The researches were both in nondeterministic and determinist approaches to analyze the system from safety point of view. ASME International Conference on Nuclear Engineering (ASME ICONE24, June 22–28, 2016, Charlotte Convention Center, Charlotte, NC) was an example of a recent assembly of the researchers from around the world to discuss the safety, risk, security, and associated uncertainty issues among other interested topics in nuclear engineering. This Special Section issue with the title of “Nuclear Multiscale Systems Analysis for Safety and Security” intends to focus on the state-of-the-art of methods on the area of nuclear safety, security, and risk management. The submission was open for all quality research papers in this area. The goal is to better understand both nondeterministic and deterministic approaches to assess and improve the confidence of simulation-based predictions supported with the experimental data. After careful evaluation of ten submissions to the special section, three papers were finally accepted for the publication.

The paper “Safest Roadmap for Corium Experimental Research in Europe” by Journeau et al. discusses European roadmap on corium experimental research. It has been written to define the research challenges to contribute to further reinforcement of Gen II and III NPP safety. It is based on the research priorities determined by SARNET SARP group as well as those from the recently formulated in the NUGENIA Roadmap for severe accidents and the recently published NUGENIA Global Vision report. It also takes into account issues identified in the analysis of the European stress tests and from the interpretation of the Fukushima accident. The coherence between European infrastructures and R&D needs has been assessed, and a table linking issues and infrastructures have been derived.

The paper “Development of Probabilistic Risk Assessment Methodology against Volcanic Eruption for Sodium-Cooled Fast Reactors” by Yamano et al. develops a probabilistic risk assessment methodology against volcanic eruption for decay heat removal function of sodium-cooled fast reactors. This study evaluated a volcanic hazard using a combination of tephra fragment size, layer thickness, and duration. In this paper, functional failure probability of each component is defined as a failure probability of filter replacement obtained by using a grace period to filter failure. Finally, based on an event tree, a core damage frequency has been estimated about 3 × 10−6/yr in total by multiplying discrete hazard probabilities by conditional decay heat removal failure probabilities.

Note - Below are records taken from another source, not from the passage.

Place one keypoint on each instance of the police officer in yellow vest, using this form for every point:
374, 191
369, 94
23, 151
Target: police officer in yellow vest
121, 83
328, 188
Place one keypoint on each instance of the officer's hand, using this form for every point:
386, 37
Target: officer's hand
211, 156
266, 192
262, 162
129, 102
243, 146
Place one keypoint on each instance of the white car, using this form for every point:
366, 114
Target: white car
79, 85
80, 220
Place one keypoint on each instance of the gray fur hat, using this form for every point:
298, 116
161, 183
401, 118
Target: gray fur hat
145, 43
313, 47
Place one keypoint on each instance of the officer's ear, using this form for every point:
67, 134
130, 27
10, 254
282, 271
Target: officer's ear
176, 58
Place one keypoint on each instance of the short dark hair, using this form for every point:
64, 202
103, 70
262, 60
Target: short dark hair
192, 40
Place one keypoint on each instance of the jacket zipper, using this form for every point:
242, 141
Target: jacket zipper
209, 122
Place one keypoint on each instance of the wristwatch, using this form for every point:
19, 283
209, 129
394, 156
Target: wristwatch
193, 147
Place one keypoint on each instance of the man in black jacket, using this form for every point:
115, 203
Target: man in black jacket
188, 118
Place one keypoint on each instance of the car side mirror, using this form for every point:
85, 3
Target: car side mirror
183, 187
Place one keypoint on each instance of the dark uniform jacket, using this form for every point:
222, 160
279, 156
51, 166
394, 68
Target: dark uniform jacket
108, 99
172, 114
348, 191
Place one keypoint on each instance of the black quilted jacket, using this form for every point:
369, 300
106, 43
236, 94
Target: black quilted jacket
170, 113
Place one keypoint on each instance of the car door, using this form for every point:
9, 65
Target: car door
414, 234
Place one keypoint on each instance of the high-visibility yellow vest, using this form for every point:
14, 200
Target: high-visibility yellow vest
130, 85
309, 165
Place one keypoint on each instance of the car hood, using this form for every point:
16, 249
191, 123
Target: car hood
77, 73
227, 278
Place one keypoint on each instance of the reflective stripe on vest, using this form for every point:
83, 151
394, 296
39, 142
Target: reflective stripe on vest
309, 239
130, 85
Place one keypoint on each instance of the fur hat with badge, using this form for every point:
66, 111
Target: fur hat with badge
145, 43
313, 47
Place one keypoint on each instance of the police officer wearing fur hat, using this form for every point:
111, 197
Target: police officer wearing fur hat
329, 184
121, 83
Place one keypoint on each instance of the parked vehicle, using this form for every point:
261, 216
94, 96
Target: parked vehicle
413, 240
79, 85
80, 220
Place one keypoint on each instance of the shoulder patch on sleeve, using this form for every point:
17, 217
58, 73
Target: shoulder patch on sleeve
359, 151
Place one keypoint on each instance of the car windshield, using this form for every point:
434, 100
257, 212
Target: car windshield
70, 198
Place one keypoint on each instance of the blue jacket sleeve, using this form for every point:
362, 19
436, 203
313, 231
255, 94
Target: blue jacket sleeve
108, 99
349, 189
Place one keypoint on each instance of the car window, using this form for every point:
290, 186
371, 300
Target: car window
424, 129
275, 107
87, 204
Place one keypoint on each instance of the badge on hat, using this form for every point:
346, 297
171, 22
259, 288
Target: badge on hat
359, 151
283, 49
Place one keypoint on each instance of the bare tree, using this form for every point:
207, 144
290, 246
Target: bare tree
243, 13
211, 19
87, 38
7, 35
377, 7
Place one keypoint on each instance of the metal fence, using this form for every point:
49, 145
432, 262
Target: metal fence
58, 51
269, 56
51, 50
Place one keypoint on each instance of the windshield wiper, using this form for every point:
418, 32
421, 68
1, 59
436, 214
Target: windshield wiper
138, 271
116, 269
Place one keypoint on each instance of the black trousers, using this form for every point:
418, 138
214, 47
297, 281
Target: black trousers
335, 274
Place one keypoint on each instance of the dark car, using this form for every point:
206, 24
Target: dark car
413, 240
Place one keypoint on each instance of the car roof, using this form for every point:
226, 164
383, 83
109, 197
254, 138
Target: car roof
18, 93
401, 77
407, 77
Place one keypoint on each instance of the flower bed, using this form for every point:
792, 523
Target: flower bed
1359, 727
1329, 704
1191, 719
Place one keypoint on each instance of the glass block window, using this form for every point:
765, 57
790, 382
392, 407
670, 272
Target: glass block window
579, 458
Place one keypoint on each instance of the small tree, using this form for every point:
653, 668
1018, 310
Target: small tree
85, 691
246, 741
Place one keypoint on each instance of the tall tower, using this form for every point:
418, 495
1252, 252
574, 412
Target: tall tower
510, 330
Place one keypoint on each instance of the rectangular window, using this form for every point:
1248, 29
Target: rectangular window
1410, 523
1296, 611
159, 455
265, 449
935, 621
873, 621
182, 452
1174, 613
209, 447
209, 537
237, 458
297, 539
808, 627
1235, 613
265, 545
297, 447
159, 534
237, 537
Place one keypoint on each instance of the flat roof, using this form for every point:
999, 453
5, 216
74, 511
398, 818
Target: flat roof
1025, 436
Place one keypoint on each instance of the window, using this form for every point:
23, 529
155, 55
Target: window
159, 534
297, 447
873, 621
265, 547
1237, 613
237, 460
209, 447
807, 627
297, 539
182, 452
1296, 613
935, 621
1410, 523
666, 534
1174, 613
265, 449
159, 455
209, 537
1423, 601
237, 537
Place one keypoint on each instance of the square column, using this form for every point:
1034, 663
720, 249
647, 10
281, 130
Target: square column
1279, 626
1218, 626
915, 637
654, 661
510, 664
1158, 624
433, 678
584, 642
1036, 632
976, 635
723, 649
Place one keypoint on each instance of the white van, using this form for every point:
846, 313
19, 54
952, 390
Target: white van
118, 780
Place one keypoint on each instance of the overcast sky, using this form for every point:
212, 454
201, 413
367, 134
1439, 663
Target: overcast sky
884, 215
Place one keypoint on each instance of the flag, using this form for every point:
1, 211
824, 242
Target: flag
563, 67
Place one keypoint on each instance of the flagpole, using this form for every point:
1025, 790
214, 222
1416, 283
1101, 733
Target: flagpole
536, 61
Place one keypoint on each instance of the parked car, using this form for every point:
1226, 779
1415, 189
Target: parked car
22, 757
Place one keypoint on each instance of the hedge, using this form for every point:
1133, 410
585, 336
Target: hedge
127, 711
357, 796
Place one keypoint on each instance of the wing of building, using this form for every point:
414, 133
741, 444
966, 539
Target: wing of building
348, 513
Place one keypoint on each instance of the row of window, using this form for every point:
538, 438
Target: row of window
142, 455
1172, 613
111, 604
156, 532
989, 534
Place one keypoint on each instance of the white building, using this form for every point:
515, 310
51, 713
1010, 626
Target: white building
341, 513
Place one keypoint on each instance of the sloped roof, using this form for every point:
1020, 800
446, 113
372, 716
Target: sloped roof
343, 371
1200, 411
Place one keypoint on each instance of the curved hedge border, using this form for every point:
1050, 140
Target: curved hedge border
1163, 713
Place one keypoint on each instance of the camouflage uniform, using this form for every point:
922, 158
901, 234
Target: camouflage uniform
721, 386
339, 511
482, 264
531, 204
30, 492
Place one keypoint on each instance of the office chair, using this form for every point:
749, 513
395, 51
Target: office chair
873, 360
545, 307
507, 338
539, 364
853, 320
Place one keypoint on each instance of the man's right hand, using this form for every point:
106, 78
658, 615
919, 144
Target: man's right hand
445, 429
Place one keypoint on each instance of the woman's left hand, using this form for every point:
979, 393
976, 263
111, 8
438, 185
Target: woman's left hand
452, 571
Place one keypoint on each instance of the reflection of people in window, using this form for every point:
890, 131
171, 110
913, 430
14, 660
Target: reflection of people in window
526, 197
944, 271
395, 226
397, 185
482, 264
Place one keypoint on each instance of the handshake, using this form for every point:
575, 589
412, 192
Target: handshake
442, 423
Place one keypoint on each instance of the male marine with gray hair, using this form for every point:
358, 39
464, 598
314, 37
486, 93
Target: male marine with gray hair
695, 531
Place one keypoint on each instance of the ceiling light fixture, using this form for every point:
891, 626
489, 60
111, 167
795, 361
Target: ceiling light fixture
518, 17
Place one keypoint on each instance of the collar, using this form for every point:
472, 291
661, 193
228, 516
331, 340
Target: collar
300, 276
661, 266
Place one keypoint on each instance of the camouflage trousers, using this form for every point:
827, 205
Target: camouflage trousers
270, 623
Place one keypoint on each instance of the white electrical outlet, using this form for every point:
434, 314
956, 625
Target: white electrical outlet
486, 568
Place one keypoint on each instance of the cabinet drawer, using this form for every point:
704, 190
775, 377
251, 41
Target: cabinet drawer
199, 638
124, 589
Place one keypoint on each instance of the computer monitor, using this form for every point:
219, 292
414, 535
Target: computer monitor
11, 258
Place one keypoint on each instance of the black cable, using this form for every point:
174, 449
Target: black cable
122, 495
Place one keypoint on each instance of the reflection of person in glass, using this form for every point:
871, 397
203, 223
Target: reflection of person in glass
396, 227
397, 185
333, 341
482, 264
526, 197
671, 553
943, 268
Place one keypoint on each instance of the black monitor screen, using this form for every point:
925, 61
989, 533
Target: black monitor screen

The paper “Assessment of RELAP5/MOD3.3 based against single rod reflooding experiments” by Nikoglou et al. presents the assessment of the RELAP5/MOD3.3 code using the experimental work upon the rewetting mechanism of bottom flooding of a vertical annular channel enclosing concentrically a heated rod. The experiments have been carried out in the experimental rig 1 of the Nuclear Engineering Department of National Technical University of Athens (NTUA-NED-ER1) inside which the dry out and the rewetting process of a hot vertical rod can be simulated. The results show that the RELAP5/MOD3.3 code provides temperature estimations of the reflood mechanism within acceptable error margin.

We would like to thank all of the authors who considered to submit their research papers to this Special Section issue. The guest editors appreciate the timely efforts of the journal staff to follow up the required actions and make this Special Section issue happen.